I spent the afternoon fertilizing plants and trees, then cleaning the garage and disposing of a lot of boxes that I decided I don't need anymore, then moving the outdoor furniture into the garage and actually getting the van in the garage for the winter

Then I decided to have a poke about at the new printer and fine tune a bit.

I was being completely unable to make the Z axis move reliably; one motor or the other would simply stop moving every few seconds After two rewirings (trying series and parallel) and a bunch of fiddling with the drive current, I finally thought "I should start at square one and make sure there's not a mechanical problem." I couldn't imagine that there was since it's just a smooth rod with linear bearings, and 4 nuts on threaded rod. However, I loosened the motor couplings and found that the threaded rod was actually quite bound up. Huh. I added a drop of oil on one nut and found it made a huge difference. So I tightened the couplings back up again and ran the Z axis through an full cycle, adding a drop of oil every few seconds as it moved up then back down again, then wiping off the excess with a paper towel. It moves very smoothly now and the motors no longer miss steps.

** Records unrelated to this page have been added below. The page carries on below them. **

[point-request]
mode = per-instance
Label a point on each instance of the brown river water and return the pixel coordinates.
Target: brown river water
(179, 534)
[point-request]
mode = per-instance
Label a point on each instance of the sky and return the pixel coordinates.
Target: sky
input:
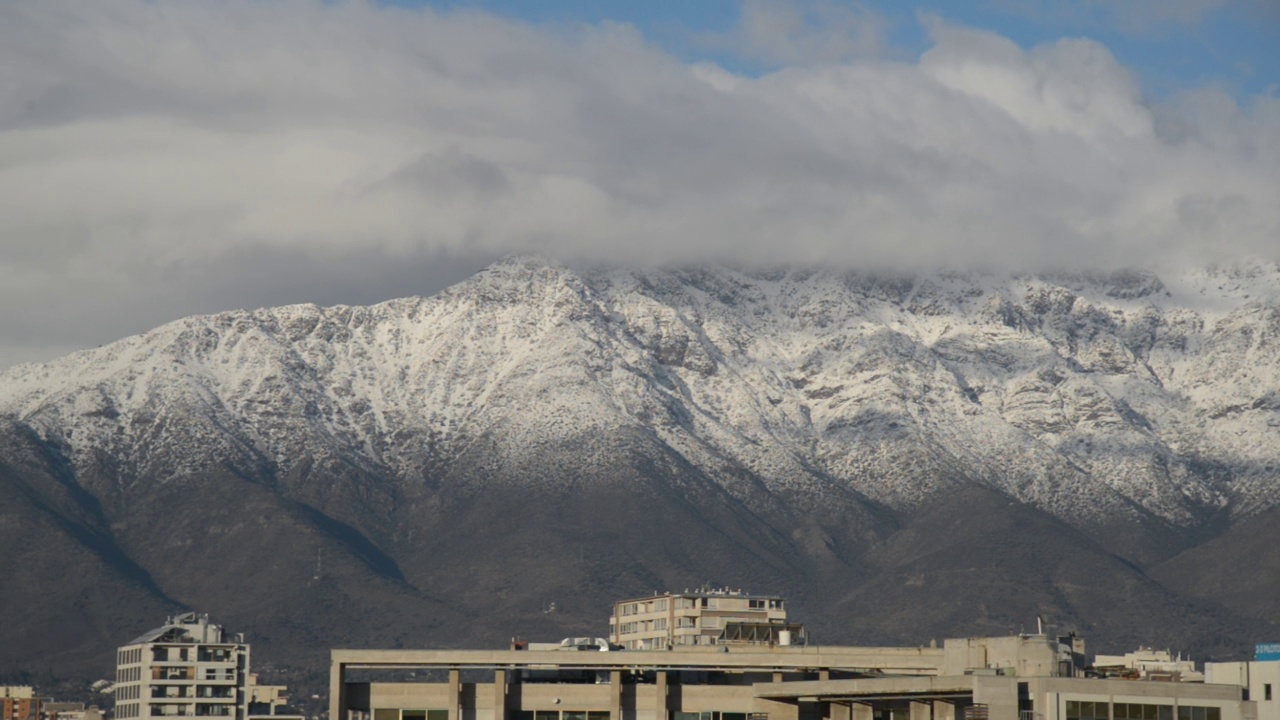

I printed out a Z axis fine tuning addition, and while printing noticed that it sure seemed like the plastic was deforming a lot. When it finished I started cleaning up a bit around the shop and 5 minutes later poked at it. It still didn't want to let go so I checked the temp, and it said zero degrees. Uh oh. I thought the print bed seemed to be giving off a lot of heat. I wiggled the connector to the thermistor and checked again, and it said 168 degrees. It's supposed to be 110. 168 after sitting for 6 to 8 minutes is pretty crazy.

I think it's a bad design idea for the thermistor on the RAMPS board to go to 0 degrees when the connection is broken. It should go to 1023 as the MakerBot does, so that you won't wind up with the print bed or hotend going crazy and overheating. Alternatively the firmware should recognize a zero degree reading as an error condition and shut down the heater.

So anyway, I rewired both the thermistor connector and the entire Z axis endstop wiring. Both have been flaky. The connectors that I used are a bit finicky about assembly, so this time I was quite careful and I think I now have a reliable connection on both.

The Z axis fine tuning gimmick works very well also, despite being slightly deformed by being printed on a stupidly hot print bed.

I did another print after all that was in place and it seems to be working pretty well now. The extruder hasn't given me any guff at all, which is great since I was extremely frustrated with it for the last 2 weeks. It seems like a complete winner right now. It's such a relief to have something that was causing so much frustration to just start working perfectly.

On another note, these Chinese linear bearings are absolutely horrid. Not only do they make horrible noises, but they're not even very accurate. They are not tight on the shaft, they wobble noticeably. The PLA printed LM8UU lookalikes from Triffid_Hunter will be an improvement. I'm going to order up some PLA and print some of those out and replace all the bearings with them. I think some of the slight wobbliness of the edges of my prints is down to the horrible bearings.